Our Investment Approach
Our Investment Approach is broken down into five core sectors: Simplicity, Risk, Income, Diversification and Price.
Below you will find a brief summary of each and you can click "Read More" to learn more about why each sector is important, the approach we take within each sector and how our clients benefit from this approach.
Investors are often attracted to complexity. A complex financial plan may look impressive, even if it isn’t understandable. Complex solutions sound smart, even when they aren’t. The problem with implementing a plan you don’t understand is that sticking to that plan through thick and thin can be so much more difficult. Complexity can lead to confusion; it may also lead to poor decision-making over time.
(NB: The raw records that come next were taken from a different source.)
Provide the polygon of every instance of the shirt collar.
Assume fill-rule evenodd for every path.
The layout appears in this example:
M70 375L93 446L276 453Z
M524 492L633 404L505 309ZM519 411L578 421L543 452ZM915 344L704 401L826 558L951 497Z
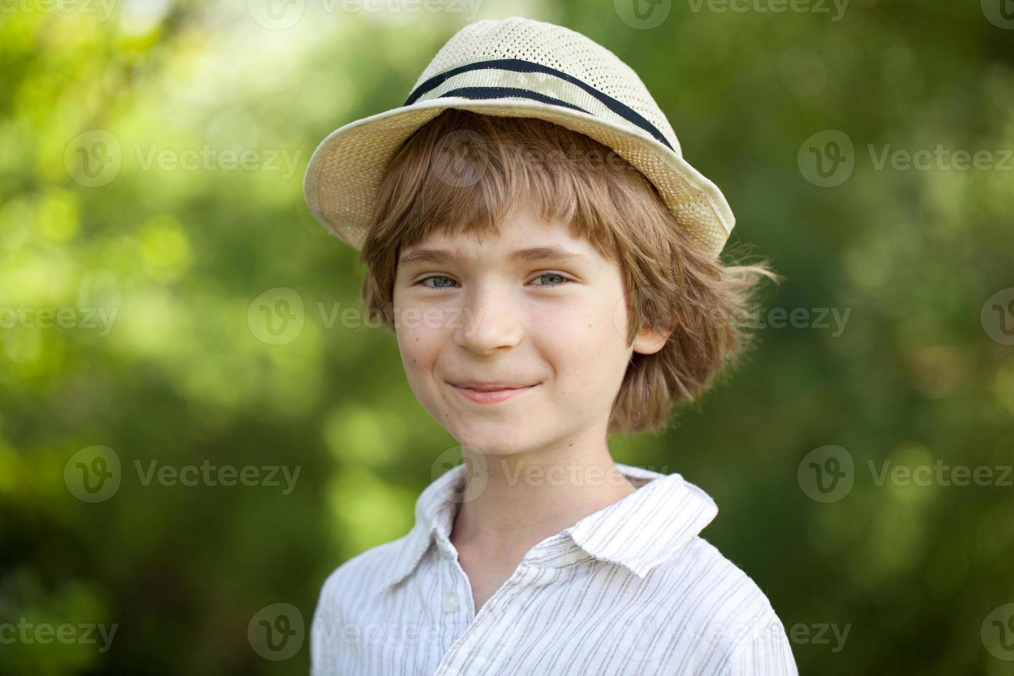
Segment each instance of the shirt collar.
M564 565L563 553L571 543L581 550L619 564L639 578L673 556L718 514L718 507L703 490L680 474L662 474L643 467L615 463L637 490L629 496L582 518L529 552L538 550L539 561ZM434 538L448 551L455 495L464 485L465 465L458 464L430 483L416 501L416 525L396 541L387 561L380 590L397 584L419 565ZM571 547L573 548L573 547ZM571 559L573 560L573 559Z

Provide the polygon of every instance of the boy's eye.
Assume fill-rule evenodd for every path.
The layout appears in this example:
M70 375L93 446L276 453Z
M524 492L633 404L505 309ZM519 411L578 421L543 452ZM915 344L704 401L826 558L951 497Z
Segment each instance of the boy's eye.
M559 286L563 286L564 284L567 284L568 282L570 282L570 280L567 277L565 277L564 275L561 275L560 273L542 273L541 275L539 275L538 277L536 277L535 280L541 280L541 279L545 279L545 278L557 279L559 281L558 282L549 283L549 284L535 284L533 286L536 286L536 287L559 287ZM426 284L426 282L428 282L429 280L434 280L433 286L430 286L430 285ZM535 281L535 280L532 280L532 281ZM454 280L452 280L451 278L449 278L449 277L447 277L445 275L430 275L429 277L424 277L423 279L421 279L418 282L416 282L416 284L414 286L417 286L417 287L418 286L422 286L422 287L427 287L429 289L451 289L451 288L453 288L453 287L450 286L451 284L456 284L456 282L454 282Z

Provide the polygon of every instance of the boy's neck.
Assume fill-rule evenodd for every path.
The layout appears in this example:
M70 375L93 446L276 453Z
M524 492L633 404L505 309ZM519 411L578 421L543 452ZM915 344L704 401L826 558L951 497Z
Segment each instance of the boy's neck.
M636 490L604 444L562 460L552 454L535 460L488 456L486 465L485 487L458 505L451 542L493 559L520 559L541 540Z

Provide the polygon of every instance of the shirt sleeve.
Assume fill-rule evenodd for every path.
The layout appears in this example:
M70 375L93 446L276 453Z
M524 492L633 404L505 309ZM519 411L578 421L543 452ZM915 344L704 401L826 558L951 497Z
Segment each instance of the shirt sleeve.
M773 622L766 630L740 643L728 673L729 676L799 676L782 623Z

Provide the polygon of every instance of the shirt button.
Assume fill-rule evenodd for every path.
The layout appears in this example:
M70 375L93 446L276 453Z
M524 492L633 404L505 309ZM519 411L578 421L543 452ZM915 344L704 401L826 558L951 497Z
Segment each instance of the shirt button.
M454 592L447 592L446 594L444 594L443 606L445 612L454 612L455 610L457 610L457 604L458 604L457 594L455 594Z

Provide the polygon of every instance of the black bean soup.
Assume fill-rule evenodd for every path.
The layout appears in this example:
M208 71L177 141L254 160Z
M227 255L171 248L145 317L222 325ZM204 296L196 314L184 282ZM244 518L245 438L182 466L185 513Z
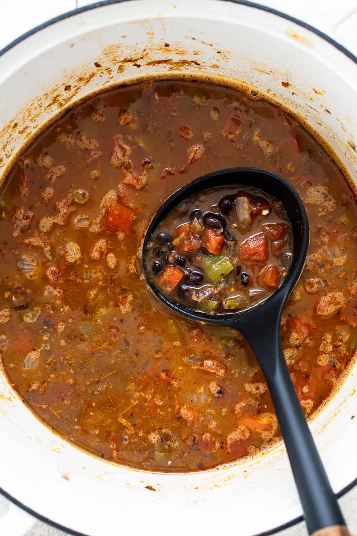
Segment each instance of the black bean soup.
M147 252L155 284L210 314L248 309L276 291L292 259L290 223L280 201L247 187L207 189L181 202Z

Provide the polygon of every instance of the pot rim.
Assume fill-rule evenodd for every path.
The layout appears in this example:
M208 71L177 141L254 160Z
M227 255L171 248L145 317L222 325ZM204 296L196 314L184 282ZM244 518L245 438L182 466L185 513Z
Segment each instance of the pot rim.
M14 39L13 41L9 43L9 44L7 44L3 49L0 50L0 57L3 56L8 50L13 48L19 43L24 41L28 37L33 35L37 32L39 32L45 28L47 28L56 23L59 22L62 20L64 20L65 19L68 19L74 15L78 15L81 13L85 13L86 11L89 11L92 9L96 9L98 8L102 8L113 4L120 4L124 2L130 1L131 1L131 0L101 0L100 2L96 2L93 4L84 5L80 8L77 8L75 9L71 10L69 11L66 11L65 13L61 13L60 15L57 15L56 17L55 17L52 19L50 19L42 23L41 24L39 24L37 26L35 26L32 29L29 30L28 32L26 32L21 35L19 35L19 37ZM221 0L221 1L230 2L233 4L238 4L241 5L246 6L248 8L260 9L262 11L266 11L267 12L272 13L274 15L277 15L278 17L280 17L283 19L285 19L290 22L294 23L294 24L301 26L302 28L309 30L310 32L312 32L316 35L318 35L319 37L324 40L324 41L327 41L327 42L332 44L332 46L335 47L335 48L337 48L340 52L342 52L343 54L344 54L354 63L355 63L356 65L357 65L357 57L355 56L355 55L353 54L350 50L348 50L343 45L337 42L337 41L335 41L335 40L333 39L331 37L330 37L329 35L328 35L321 30L317 29L317 28L312 26L308 23L300 20L299 19L297 19L294 17L288 15L282 11L279 11L278 10L274 9L273 8L270 8L268 6L256 4L255 2L250 2L249 0ZM345 487L343 488L341 490L336 493L336 496L338 498L340 498L355 486L357 486L357 478L355 479L352 481L352 482L350 482L350 484L347 485L347 486L345 486ZM11 501L17 506L33 516L34 517L36 518L40 521L51 525L56 528L58 528L59 530L62 531L65 531L70 534L73 534L74 536L88 536L88 534L85 534L84 532L79 532L78 531L74 530L69 527L65 527L59 523L52 521L51 519L49 519L45 516L43 516L41 514L37 512L35 512L31 508L29 508L25 504L24 504L24 503L21 502L20 501L18 501L14 497L13 497L10 494L7 493L7 492L5 492L5 490L3 489L3 488L1 487L0 494L9 501ZM280 531L282 531L285 528L288 528L289 527L293 526L302 520L303 520L303 517L302 516L300 516L298 517L294 518L291 521L288 521L286 523L279 525L278 526L275 527L274 528L272 528L264 532L260 532L257 534L254 535L254 536L270 536L270 535L276 534Z

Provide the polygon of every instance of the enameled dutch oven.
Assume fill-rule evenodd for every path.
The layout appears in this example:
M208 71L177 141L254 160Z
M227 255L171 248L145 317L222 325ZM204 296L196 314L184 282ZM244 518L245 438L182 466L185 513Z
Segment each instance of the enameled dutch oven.
M192 75L277 99L321 133L357 182L357 59L268 8L223 0L99 2L35 28L0 54L0 174L29 137L85 95L138 76ZM339 494L357 478L355 374L352 364L310 422ZM2 373L0 410L3 494L73 534L252 536L301 516L282 443L210 471L153 473L98 459L54 435ZM7 527L0 523L2 534L20 534L16 517Z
This doesn’t mean that the simplest solution is always the best solution, but simpler is often better.
In everyday conversation, the word “risk” can mean danger, uncertainty, opportunity or thrill.
When investors think about risk, often their immediate concern is, “How much did (or could) I lose?” Actually the more important question is, “Did (or will) I reach my goals?”
Just as their goals are unique to each client, so is their level of risk – their overall comfort level with risk, how much risk they need to take and how much risk they can afford to take.
We could title this, “Income Matters…But Not the Way You Think.” Some investors are incredibly focused on income. They think of investments in terms of income and principal. However, you don’t spend income or principal, you spend money. And the money doesn’t know where it came from. The money doesn’t know if it’s income or principal. So income matters, but it’s not the only thing.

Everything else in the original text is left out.